In this paper, the global SSH data are derived from the HYCOM (HYbrid Coordinate Ocean Model) re-analysis dataset. The HYCOM consortium is a multi-institutional effort sponsored by the National Ocean Partnership Program (NOPP), as part of the U. S. Global Ocean Data Assimilation Experiment (GODAE), to develop and evaluate a data-assimilative hybrid isopycnal-sigma-pressure (generalized) coordinate ocean model. The GODAE objectives of three-dimensional depiction of the ocean state at fine resolution in real time, provision of boundary conditions for coastal and regional models, and provision of oceanic boundary conditions for a global coupled ocean-atmosphere prediction model, are being addressed by a partnership of institutions that represent a broad spectrum of the oceanographic community.

HYCOM is a product from the HYCOM Consortium that forecasts global ocean conditions. The HYCOM $+$ NCODA Global $1/12$ degree Analysis (GLBy0.08/expt_93.0) provides five variables including Sea Surface Height as well as eastward velocity, northward velocity, in-situ temperature, and salinity at 40 vertical depth levels ranging from 0 m at the ocean surface to 5,000 m. It combines the model results and satellite observation data with the horizontal grid to be 0.08 degree along longitude and 0.08 degree along latitude.

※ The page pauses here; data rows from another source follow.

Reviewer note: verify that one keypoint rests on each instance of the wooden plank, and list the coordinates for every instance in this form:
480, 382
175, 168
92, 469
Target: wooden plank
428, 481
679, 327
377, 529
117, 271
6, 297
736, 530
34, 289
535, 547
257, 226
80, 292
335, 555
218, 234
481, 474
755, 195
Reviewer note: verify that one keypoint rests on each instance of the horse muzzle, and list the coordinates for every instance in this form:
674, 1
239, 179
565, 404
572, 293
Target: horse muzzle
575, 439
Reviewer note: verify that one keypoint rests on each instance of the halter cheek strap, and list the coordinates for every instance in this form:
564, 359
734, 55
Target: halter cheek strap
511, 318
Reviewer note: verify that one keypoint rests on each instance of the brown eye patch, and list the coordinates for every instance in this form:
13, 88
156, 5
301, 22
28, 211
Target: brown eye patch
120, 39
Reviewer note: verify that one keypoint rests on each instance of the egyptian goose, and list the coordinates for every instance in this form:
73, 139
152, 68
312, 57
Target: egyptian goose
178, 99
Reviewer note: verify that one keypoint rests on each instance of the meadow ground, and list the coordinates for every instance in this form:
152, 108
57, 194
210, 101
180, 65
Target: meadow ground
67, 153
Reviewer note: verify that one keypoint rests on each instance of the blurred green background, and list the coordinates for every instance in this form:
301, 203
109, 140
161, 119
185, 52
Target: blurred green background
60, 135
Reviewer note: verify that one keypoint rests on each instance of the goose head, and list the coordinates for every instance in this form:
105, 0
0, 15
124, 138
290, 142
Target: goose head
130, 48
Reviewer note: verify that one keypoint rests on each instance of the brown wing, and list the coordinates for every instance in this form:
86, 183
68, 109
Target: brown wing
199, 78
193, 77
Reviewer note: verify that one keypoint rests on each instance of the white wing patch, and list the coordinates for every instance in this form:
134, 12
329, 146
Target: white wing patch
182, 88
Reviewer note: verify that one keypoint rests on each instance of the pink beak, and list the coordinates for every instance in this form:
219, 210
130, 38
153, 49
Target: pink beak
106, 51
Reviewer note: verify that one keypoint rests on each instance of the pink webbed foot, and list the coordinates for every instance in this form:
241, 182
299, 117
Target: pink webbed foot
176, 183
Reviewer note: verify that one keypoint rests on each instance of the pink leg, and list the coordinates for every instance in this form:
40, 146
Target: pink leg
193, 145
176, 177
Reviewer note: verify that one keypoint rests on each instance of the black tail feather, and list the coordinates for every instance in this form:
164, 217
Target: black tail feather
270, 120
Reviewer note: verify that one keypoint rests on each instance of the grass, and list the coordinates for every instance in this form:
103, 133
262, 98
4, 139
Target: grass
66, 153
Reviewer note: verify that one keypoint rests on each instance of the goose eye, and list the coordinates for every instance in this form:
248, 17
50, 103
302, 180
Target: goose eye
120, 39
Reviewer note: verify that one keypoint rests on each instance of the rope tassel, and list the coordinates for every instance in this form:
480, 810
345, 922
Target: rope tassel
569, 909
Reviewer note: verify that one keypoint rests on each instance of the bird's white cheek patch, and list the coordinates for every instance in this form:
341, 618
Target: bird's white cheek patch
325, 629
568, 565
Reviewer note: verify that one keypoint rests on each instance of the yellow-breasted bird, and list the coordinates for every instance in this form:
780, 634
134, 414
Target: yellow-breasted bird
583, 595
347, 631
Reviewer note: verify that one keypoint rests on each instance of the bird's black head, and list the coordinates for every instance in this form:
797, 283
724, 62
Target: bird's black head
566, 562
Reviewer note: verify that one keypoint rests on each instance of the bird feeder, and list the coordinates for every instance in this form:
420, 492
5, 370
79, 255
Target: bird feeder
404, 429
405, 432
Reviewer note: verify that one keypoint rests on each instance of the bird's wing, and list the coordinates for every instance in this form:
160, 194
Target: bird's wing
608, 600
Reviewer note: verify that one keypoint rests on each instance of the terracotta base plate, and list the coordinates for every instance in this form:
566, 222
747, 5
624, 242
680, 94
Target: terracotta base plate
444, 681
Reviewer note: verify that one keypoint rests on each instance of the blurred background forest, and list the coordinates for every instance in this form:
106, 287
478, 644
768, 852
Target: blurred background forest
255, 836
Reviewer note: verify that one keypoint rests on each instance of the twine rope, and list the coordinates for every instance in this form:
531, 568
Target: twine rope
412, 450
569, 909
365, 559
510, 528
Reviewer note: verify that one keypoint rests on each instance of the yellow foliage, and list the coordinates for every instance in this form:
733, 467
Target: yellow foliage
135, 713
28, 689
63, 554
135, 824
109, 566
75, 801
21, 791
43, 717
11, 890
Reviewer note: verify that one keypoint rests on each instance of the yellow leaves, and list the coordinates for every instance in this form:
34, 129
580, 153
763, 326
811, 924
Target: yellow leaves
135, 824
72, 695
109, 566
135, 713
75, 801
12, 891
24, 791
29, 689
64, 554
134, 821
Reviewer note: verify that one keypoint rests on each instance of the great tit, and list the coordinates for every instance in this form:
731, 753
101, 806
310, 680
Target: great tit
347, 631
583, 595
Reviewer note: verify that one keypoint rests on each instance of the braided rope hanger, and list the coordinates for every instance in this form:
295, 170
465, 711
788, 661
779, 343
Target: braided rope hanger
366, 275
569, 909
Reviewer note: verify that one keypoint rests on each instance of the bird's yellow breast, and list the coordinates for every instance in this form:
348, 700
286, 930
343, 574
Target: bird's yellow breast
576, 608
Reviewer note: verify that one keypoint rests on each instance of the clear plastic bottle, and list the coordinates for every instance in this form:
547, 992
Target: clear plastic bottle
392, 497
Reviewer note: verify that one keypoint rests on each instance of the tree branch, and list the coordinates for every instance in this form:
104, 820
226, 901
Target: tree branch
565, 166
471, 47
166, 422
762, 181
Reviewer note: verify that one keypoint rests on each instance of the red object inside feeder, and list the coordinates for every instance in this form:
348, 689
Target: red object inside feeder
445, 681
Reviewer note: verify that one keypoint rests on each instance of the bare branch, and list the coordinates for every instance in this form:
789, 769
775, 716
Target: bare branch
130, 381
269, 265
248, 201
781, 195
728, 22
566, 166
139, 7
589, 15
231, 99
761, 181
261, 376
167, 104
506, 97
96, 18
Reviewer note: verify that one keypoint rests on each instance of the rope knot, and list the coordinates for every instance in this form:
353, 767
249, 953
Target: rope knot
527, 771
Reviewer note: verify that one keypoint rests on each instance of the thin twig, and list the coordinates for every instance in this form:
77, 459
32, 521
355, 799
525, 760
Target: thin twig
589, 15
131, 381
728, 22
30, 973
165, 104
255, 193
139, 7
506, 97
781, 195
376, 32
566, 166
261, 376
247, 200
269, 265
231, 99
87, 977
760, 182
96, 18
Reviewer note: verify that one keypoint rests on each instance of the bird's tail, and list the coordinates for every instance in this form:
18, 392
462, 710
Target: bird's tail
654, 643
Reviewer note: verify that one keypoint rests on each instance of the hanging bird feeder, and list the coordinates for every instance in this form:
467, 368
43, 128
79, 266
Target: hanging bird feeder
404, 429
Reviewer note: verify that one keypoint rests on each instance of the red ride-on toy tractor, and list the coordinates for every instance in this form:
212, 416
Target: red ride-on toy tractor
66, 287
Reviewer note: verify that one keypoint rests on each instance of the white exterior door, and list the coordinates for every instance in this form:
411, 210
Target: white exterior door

In the experiments of this paper, the starting point is set to be the monthly averaged SSH in August, 1994 and the end point is set to be the monthly averaged SSH in August, 2014. The goal for the experiment is to simulate the optimal evolution path from the starting point to the end. In order to monitor the simulation results in detail, results in the northern Pacific region will be viewed and analyzed. This region is specially selected because the existence of Kuroshio current. Similar to the Gulf Stream in the North Atlantic, the Kuroshio Extension is a dynamic but relatively unstable system, with variability in the associated bifurcation latitude occurring on interannual time scales. The cause of these variations and their effects on the surface flow and total transport of waters has been studied extensively, SSH can be a direct indicator for Kuroshio so with recent advances in sea surface height satellite altimetry methods allowing for observational studies on larger timescales. As can be seen in figure 2 and figure 3, both SSH patterns clearly indicate the Kuroshio current and its extension.